The Crackling Feast [Part 2]

As Alex’s repugnance at the hog roast grows, her sister Chrissie’s appetite for the savoury treat increases. Chrissie and Simon seem to have developed a relationship. What have they been up to? And where has Jacintha gone?

The Crackling Feast concludes today. Part one is in the previous post.

 

Their father had been unusual in leaving express instructions that he didn’t want a funeral. He’d wanted this; a celebration, party, get together-call it what you like. He’d left it to Jacintha to issue invitations so she’d been surprised to have received the card-an elaborate, hand-painted creation on Jacintha’s own, customised, recycled paper. The woman had not been immune to the sisters’ antipathy, since they’d been at best Luke-warm when they’d greeted her at their infrequent meetings with their father. She must have realised she was the reason their visits had dwindled to annually, duty stops while en route somewhere. ‘Just a cup of tea, don’t want to put you to any trouble’. Jacintha would produce some herbal infusion picked from the hedgerows and proffer something inedible like nettle scones with tofu. It occurs to Alex now that these efforts may have been attempts to buy their approval, though in her own unorthodox way. Their father never commented on their lack of warmth towards his new wife, nor did he complain at the sporadic nature of their visits. Perhaps he felt it was the price he’d paid for her, for Jacintha; to lose the affections of his daughters.
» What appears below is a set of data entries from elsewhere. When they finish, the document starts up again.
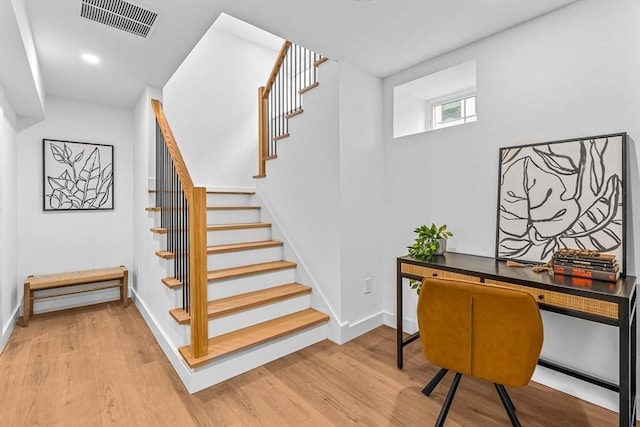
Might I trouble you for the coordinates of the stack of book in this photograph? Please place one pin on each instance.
(585, 264)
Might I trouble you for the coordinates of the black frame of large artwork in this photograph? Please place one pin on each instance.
(77, 176)
(580, 180)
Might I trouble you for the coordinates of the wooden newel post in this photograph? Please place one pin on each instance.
(262, 132)
(198, 272)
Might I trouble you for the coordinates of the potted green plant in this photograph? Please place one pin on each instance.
(431, 240)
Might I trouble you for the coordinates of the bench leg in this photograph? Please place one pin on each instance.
(26, 305)
(124, 289)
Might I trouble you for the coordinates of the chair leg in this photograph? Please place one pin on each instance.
(447, 401)
(509, 401)
(508, 405)
(434, 382)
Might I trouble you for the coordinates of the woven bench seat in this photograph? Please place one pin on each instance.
(65, 280)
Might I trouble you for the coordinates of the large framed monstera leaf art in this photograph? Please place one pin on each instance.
(77, 176)
(562, 194)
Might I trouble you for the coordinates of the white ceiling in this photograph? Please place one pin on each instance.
(379, 36)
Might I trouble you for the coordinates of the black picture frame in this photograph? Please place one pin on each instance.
(77, 176)
(570, 193)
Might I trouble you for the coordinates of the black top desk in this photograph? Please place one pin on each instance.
(603, 302)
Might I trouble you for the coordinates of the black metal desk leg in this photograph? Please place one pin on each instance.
(627, 394)
(399, 316)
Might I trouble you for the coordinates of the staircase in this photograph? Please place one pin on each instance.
(241, 304)
(254, 300)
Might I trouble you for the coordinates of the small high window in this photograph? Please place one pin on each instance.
(456, 112)
(442, 99)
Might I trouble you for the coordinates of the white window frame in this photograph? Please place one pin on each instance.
(458, 96)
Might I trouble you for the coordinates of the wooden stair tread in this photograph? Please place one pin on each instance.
(294, 113)
(308, 88)
(219, 192)
(231, 208)
(320, 61)
(238, 226)
(245, 270)
(171, 282)
(165, 254)
(279, 137)
(248, 193)
(257, 334)
(233, 247)
(238, 303)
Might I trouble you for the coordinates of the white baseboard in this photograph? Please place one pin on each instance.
(8, 329)
(354, 330)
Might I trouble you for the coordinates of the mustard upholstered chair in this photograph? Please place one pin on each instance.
(481, 330)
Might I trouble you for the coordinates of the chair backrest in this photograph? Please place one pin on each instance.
(486, 331)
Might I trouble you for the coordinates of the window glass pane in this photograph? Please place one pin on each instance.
(470, 106)
(451, 111)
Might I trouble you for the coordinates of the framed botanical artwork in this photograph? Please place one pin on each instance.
(562, 194)
(77, 176)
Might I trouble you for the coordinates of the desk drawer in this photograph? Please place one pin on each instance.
(418, 270)
(571, 302)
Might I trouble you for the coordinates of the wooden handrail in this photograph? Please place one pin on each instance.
(293, 73)
(276, 68)
(197, 204)
(172, 146)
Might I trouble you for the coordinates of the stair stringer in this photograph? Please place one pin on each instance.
(171, 336)
(318, 299)
(302, 193)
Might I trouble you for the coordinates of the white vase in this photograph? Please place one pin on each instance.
(442, 247)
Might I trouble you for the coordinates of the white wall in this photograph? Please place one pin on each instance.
(302, 188)
(51, 242)
(153, 299)
(361, 196)
(325, 190)
(211, 102)
(567, 74)
(9, 298)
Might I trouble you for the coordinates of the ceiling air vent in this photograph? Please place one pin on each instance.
(120, 14)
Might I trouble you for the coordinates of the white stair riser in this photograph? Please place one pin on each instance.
(246, 257)
(254, 282)
(228, 199)
(233, 216)
(257, 315)
(253, 357)
(224, 237)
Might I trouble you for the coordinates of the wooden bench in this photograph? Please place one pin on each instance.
(64, 280)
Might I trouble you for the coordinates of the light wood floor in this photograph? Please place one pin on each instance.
(102, 367)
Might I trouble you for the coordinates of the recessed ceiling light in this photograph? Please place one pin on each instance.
(91, 59)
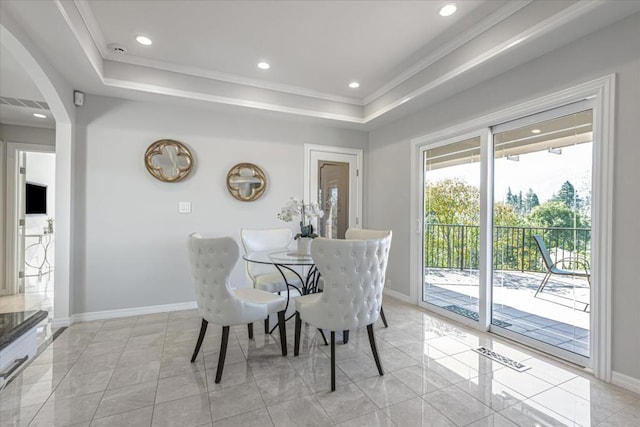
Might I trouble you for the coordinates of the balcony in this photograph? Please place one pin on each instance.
(558, 316)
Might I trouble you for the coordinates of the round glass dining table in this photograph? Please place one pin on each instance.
(287, 260)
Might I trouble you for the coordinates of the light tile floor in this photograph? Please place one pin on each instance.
(38, 295)
(136, 372)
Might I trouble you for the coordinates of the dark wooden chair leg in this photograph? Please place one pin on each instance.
(203, 331)
(333, 361)
(223, 353)
(384, 318)
(324, 338)
(374, 349)
(283, 332)
(296, 339)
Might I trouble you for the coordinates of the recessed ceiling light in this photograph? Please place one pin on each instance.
(447, 9)
(146, 41)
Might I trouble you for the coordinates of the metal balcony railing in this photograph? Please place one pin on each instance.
(458, 246)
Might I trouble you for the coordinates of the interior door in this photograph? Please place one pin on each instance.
(20, 255)
(333, 196)
(333, 180)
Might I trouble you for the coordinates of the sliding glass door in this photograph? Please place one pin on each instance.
(528, 191)
(542, 228)
(452, 227)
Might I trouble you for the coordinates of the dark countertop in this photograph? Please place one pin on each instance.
(13, 325)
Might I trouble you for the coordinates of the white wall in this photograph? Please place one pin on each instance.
(130, 239)
(607, 51)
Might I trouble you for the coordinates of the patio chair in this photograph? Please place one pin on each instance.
(552, 267)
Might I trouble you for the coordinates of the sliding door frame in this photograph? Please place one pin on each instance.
(602, 92)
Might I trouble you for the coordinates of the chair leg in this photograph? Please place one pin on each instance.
(374, 349)
(203, 331)
(223, 353)
(384, 318)
(324, 338)
(283, 332)
(296, 339)
(333, 361)
(543, 283)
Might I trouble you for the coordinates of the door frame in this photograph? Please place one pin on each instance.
(602, 92)
(330, 150)
(12, 209)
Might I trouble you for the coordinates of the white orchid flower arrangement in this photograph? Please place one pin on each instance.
(306, 211)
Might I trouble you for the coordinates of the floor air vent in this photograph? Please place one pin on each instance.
(513, 364)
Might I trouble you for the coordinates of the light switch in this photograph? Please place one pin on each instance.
(184, 207)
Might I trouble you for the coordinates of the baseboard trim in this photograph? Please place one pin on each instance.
(61, 322)
(625, 381)
(397, 295)
(135, 311)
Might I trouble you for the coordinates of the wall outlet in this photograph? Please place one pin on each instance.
(184, 207)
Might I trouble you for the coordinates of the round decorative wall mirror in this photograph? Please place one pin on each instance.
(168, 160)
(246, 182)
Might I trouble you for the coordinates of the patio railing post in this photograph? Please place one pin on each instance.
(522, 262)
(462, 247)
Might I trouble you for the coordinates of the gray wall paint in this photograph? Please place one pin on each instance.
(607, 51)
(130, 239)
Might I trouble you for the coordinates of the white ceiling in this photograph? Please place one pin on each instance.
(16, 87)
(404, 54)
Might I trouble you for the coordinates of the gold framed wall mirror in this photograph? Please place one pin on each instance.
(246, 182)
(168, 160)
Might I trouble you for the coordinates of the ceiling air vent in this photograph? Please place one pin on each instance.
(27, 103)
(117, 48)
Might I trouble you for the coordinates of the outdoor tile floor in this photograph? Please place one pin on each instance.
(135, 371)
(556, 316)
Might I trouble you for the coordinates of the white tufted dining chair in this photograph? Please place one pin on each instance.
(366, 234)
(211, 262)
(353, 272)
(262, 276)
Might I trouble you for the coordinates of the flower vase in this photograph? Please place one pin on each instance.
(304, 245)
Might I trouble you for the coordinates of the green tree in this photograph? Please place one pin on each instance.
(555, 214)
(530, 201)
(452, 201)
(568, 196)
(452, 210)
Chrissie and Simon have settled at a table with their plates of hog roast. Chrissie appears to have overcome her repugnance and is tucking into a pork roll with gusto in between slugs of wine and peals of laughter at whatever Simon Patterson is saying. She glances at Alex then says something to him before getting up and approaching her, stumbling a little on her spindly heels. She sits down and drapes an arm around her younger sister, close enough for Alex to smell her hot, grease and wine laden breath.

“You should get something to eat, Alex. It’s really very good.”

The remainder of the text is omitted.